当然,如果这条路没有通的话,还必须特殊处理,比如没有map[i,k]这条路。
核心算法
1,从任意一条单边路径开始。所有两点之间的距离是边的权,如果两点之间没有边相连,则权为无穷大。
2,对于每一对顶点 u 和 v,看看是否存在一个顶点 w 使得从 u 到 w 再到 v 比已知的路径更短。如果是更新它。
把图用邻接矩阵G表示出来,如果从Vi到Vj有路可达,则G[i,j]=d,d表示该路的长度;否则G[i,j]=无穷大。定义一个矩阵D用来记录所插入点的信息,D[i,j]表示从Vi到Vj需要经过的点,初始化D[i,j]=j。把各个顶点插入图中,比较插点后的距离与原来的距离,G[i,j] = min( G[i,j], G[i,k]+G[k,j] ),如果G[i,j]的值变小,则D[i,j]=k。
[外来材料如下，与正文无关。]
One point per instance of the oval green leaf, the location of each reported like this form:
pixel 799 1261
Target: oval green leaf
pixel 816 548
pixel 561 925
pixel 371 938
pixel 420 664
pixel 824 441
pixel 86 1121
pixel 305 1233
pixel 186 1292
在G中包含有两点之间最短道路的信息,而在D中则包含了最短通路径的信息。
时间复杂度与空间复杂度
时间复杂度:因为核心算法是采用松弛法的三个for循环,因此时间复杂度为O(n^3)
空间复杂度:整个算法空间消耗是一个n*n的矩阵,因此其空间复杂度为O(n^2)
C++代码
// floyd.cpp : Defines the entry point for the console application.
//
#include "stdafx.h"
#include"iostream"
#include"fstream"
#define maxlen 20
#define maximum 100
using namespace std;
typedef struct graph
{
int vertex;
int edge;
int matrix[maxlen][maxlen];
};
int _tmain(int argc, _TCHAR* argv[])
{
ofstream outwrite;
outwrite.open("h.txt",ios::app|ios::out);
outwrite<<"welcome to the graph world!\n";
outwrite<<"the initial matrix is:\n";
int vertexnumber;
int edgenumber;
int beginning,ending,weight;
int mindistance[maxlen][maxlen];
int interval[maxlen][maxlen];
graph floydgraph;
cout<<"welcome to the graph world!"<<endl;
cout<<"input the number of the vertex: ";
cin>>vertexnumber;
cout<<"input the number of the edge: ";
cin>>edgenumber;
for (int i = 0; i < vertexnumber; i++)
{
for (int j = 0; j < vertexnumber; j++)
{
floydgraph.matrix[i][j]=maximum;
}
}
for (int i = 0; i <edgenumber; i++)
{
cout<<"please input the beginning index: ";
cin>>beginning;
cout<<"please input the ending index: ";
cin>>ending;
cout<<"please input the distance of the two dot: ";
cin>>weight;
floydgraph.matrix[beginning][ending]=weight;
}
for (int i = 0; i <vertexnumber; i++)
{
for (int j = 0; j < vertexnumber; j++)
{
mindistance[i][j]=floydgraph.matrix[i][j];
outwrite<<floydgraph.matrix[i][j]<<"\t";
interval[i][j]=-1;
}
outwrite<<"\n";
}
for (int k = 0; k <vertexnumber; k++)
{
for (int i = 0; i < vertexnumber; i++)
{
for (int j = 0; j < vertexnumber; j++)
{
if(mindistance[i][j]>mindistance[i][k]+mindistance[k][j])
{
mindistance[i][j]=mindistance[i][k]+mindistance[k][j];
interval[i][j]=k;
}
}
}
}
outwrite<<"\n"<<"after the floyd transition, the matrix is: "<<"\n";
for (int i = 0; i < vertexnumber; i++)
{
for (int j = 0; j < vertexnumber; j++)
{
cout<<"the mindistance between "<<i<<" and "<<j <<" is: ";
cout<<mindistance[i][j]<<endl;
cout<<"the two points pass through the point: "<<interval[i][j];
cout<<endl;
outwrite<<mindistance[i][j]<<"\t";
}
outwrite<<"\n";
}
outwrite<<"\n";
outwrite<<"the points between the beginning point and the ending point is:"<<"\n";
for (int i = 0; i < vertexnumber; i++)
{
for (int j = 0; j < vertexnumber; j++)
{
outwrite<<interval[i][j]<<"\t";
}
outwrite<<"\n";
}
outwrite.close();
getchar();
getchar();
getchar();
return 0;
}